67. It is not that all offences under the Prevention of Corruption Act require sanction under Section 19; for example, offences under Sections 8 and 9, which do not involve public servants directly but relate to persons, who corrupt the officials, do not require any previous sanction. An argument might be made that when these special sections were taken out by the Court and inserted with a Section 19, which was almost an identical sentinel like Section 197, the Court should not interpret the section in such a way as to require a double sanction and make prosecution under the Prevention of Corruption Act even more difficult in such than those are under the general law, under the Cr.P.C. and the I.P.C. [In the referring order, which 1 dictated after dictating this judgment but before writing those lines or signing thus judgment, it is indicated that even Section 197 itself might require a double sanction in some cases].

68. In my opinion, this is too general an argument to tilt the balance. The Prevention of Corruption Act was enacted, as it states in the beginning, for consolidating and amending the law relating to the Prevention of Corruption and for matters connected therewith.

69. The Sections are wider than the older Sections of the Indian Penal Code, which have been replaced. There is a minimum amount of punishment which is prescribed in Section 13(2) of the 1988 Act and a public servant who abuses his position as such for obtaining for himself or for any other person any valuable thing or pecuniary advantage cannot be punished for a term of imprisonment, which is less than for the duration of one year. The usual Scheme of the I.P.C. is to provide the maximum punishment; minimums are quite a rarity. We cannot read exactly into the minds of the legislature, but Section 19 might well have proceeded on the basis that where there is a minimum punishment prescribed for such an undefined term as 'abuse' of one's position as a public servant, it would be a good safeguard to require the double sanction one from the Government taking the services and yet another from the distant real employer Government, which has sent its employee over.

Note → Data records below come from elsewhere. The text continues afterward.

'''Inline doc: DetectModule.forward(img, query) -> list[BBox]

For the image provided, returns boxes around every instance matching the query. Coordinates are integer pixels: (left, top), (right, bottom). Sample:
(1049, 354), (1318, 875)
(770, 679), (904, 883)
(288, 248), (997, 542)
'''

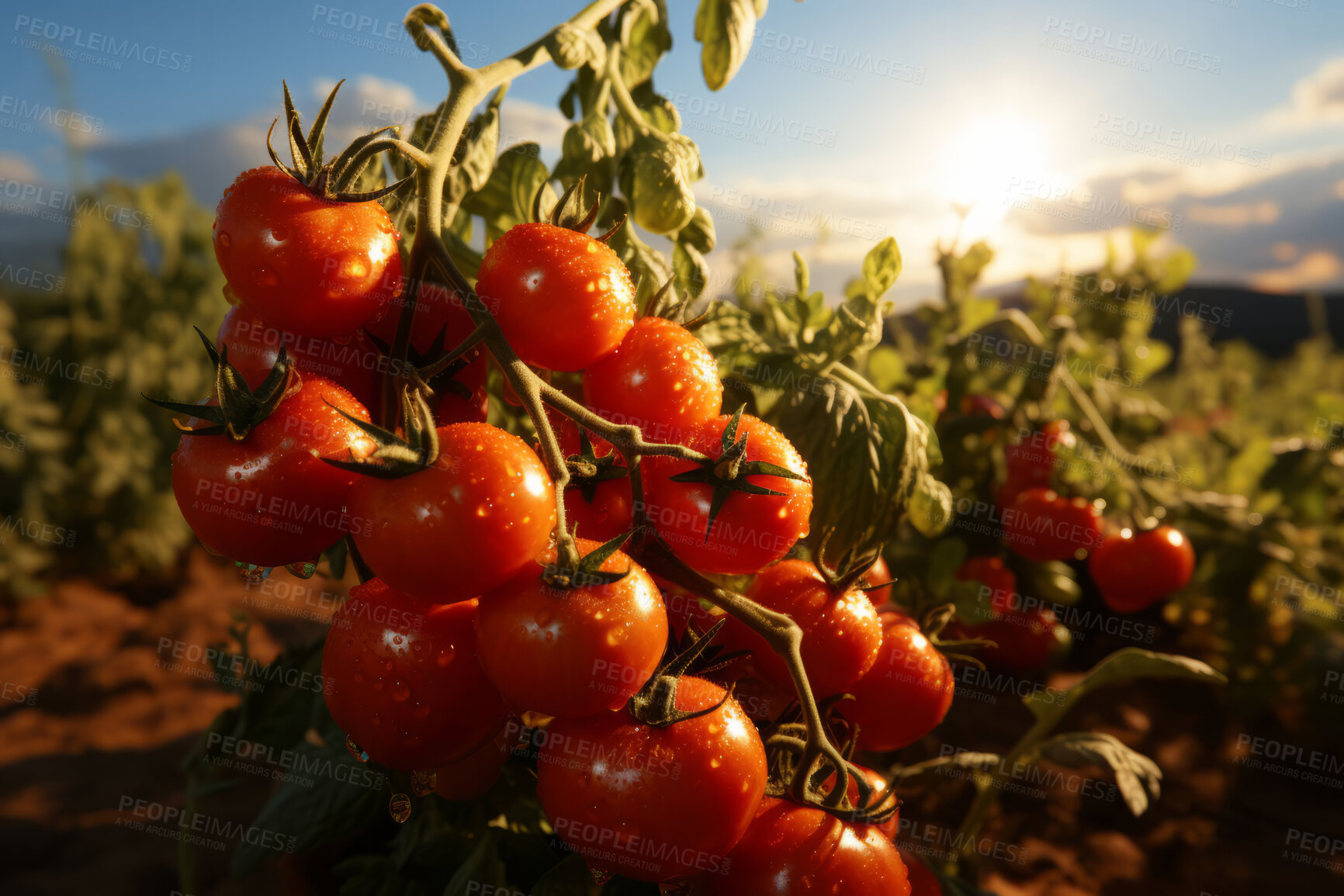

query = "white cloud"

After all, the success of a criminal prosecution will almost automatically require the discharge of an employee in the employing government's Department also and the employer Government might, within the bounds of imagination, refuse to grant sanction and call back the employee to do its own job if he, in the discretion of that Government, is thought to be yet an uncorrupted valuable piece of Government machinery. This is a tenth point and is my opinion, very important in practice.

70. For these reasons, I am of the firm opinion that sanction under Section 197 of the Code of Criminal Procedure was an essential prerequisite for proceeding before the special Judge as far as both Smt. Neera Yadav and Sri Rajiv Kumar are concerned; if they cannot be proceeded against at all and the prosecution against them is still born, one cannot catch hold of either Dr. Mahesh Prasad or Sri Ashok Chaturvedi; if Neera is out, Ashok Chaturvedi and Mahesh Prasad cannot remain on; and to end a serious judgment in a light note permitting the same, would be like to allow the Cheshire cat to disappear, but still let is grin remain.

71. On this ground, I would allow all the applications and quash all the proceedings with direction to stay all actions against the persons accused for all time to come in relation to the said prosecution and eases.